USA Interactive chairman Barry Diller said Thursday that his company’s stake in Vivendi Universal Entertainment is the “only one lingering piece of the puzzle that needs final resolution” as USAI fires on all cylinders.
The stock surged more than 9% to $32.68 after USAI posted sharply narrowed losses and strong growth across the board in the first quarter.
USAI also has more than $4 billion in cash in its coffers.
Diller resigned as CEO of VUE in March, citing conflict of interest. He said he plans to cash in USAI’s preferred VUE shares, representing about 5.4% of the company, over the next six to 12 months. He’ll turn the stake into some more liquid currency or exchange it for “something else of substantially greater value.” His comments keep the door open for Diller to sell, or to join forces on a bid for VUE to create a new entertainment entity around VUE assets.
Viv U chairman Jean-Rene Fourtou formally put the VUE assets up for sale this week with bids expected by late May to early June. VUE houses Universal Studios, Universal Music, the USA and Sci-Fi cable networks, theme parks and games.
Viv U would owe Diller a hefty tax payment if it sold VUE in pieces, which is why the French conglom is now only entertaining offers for all of VUE. USAI and Vivendi are also embroiled in a separate $600 million tax dispute. Vivendi “will be paying the taxes that are appropriate in the very near term,” Diller said.
“Our primary motivation is to turn a relatively ‘passive’ asset on our books into the equivalent of cash, which we can then use either to acquire new businesses, invest in our current ones” or buy back stock, Diller said in a letter to shareholders posted Thursday and during a conference call with analysts to discuss USAI’s stellar quarterly results.
“We are the only company that is looking at interactivity across the whole spectrum,” Diller said of USAI’s varied assets, which include Expedia, Hotels.com, Match.com, CitySearch, Ticketmaster and Home Shopping Network.
Net losses narrowed to $112 million from $439 million. A figure USA called “adjusted” net income, which includes mergers and excludes one-time items, rose 156% to $110 million. Revenue grew 38% to $1.4 billion.
This was the first time USA consolidated the results of all its major units, after buying in Ticketmaster and announcing plans to do the same with Expedia and Hotels.com.

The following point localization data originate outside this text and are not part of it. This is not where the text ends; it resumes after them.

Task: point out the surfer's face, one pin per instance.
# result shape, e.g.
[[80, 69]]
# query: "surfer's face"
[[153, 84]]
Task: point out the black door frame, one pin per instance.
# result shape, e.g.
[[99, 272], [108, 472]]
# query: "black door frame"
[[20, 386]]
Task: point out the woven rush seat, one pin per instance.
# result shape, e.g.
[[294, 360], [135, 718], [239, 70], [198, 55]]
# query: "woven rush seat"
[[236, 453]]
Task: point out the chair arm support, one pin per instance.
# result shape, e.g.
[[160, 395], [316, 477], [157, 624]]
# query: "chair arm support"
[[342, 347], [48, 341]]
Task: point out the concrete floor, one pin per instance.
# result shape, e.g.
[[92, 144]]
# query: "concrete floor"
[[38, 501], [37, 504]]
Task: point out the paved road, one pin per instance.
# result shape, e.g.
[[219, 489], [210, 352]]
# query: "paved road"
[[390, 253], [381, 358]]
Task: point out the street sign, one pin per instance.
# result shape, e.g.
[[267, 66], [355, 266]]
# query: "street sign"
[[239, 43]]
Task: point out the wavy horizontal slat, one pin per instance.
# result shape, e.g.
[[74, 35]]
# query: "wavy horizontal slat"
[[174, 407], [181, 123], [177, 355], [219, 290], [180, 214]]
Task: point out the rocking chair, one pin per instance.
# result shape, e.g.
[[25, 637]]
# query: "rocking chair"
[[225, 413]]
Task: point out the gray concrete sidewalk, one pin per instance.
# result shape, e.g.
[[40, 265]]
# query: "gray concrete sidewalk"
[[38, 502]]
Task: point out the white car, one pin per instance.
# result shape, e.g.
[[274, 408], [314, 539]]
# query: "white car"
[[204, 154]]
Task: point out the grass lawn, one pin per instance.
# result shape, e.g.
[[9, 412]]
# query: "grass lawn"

The moves simplify the company’s corporate structure, although it made for a complex maze of numbers in the earnings report.
Net losses included a $245 million charge representing USAI’s share of a giant $4.5 billion writedown that was announced by Vivendi for calendar 2002 to account for a decline in the value of its assets — including VUE. USA said it does not believe the writedown affects the value of USA’s preferred interests in VUE, which, under the terms of the agreement between USAI and Viv U, “do not vary based on the value of VUE’s businesses.”
Diller wrote that on May 7, the day USAI sold its entertainment assets to Vivendi, “We went from a media entertainment company with e-commerce interests to an interactive transaction company. From that moment, we were a company transformed.”
The mogul has taken pains to convince USAI shareholders that he’s not interested in pursuing other acquisitions in entertainment besides finding the most lucrative settlement for the VUE stake.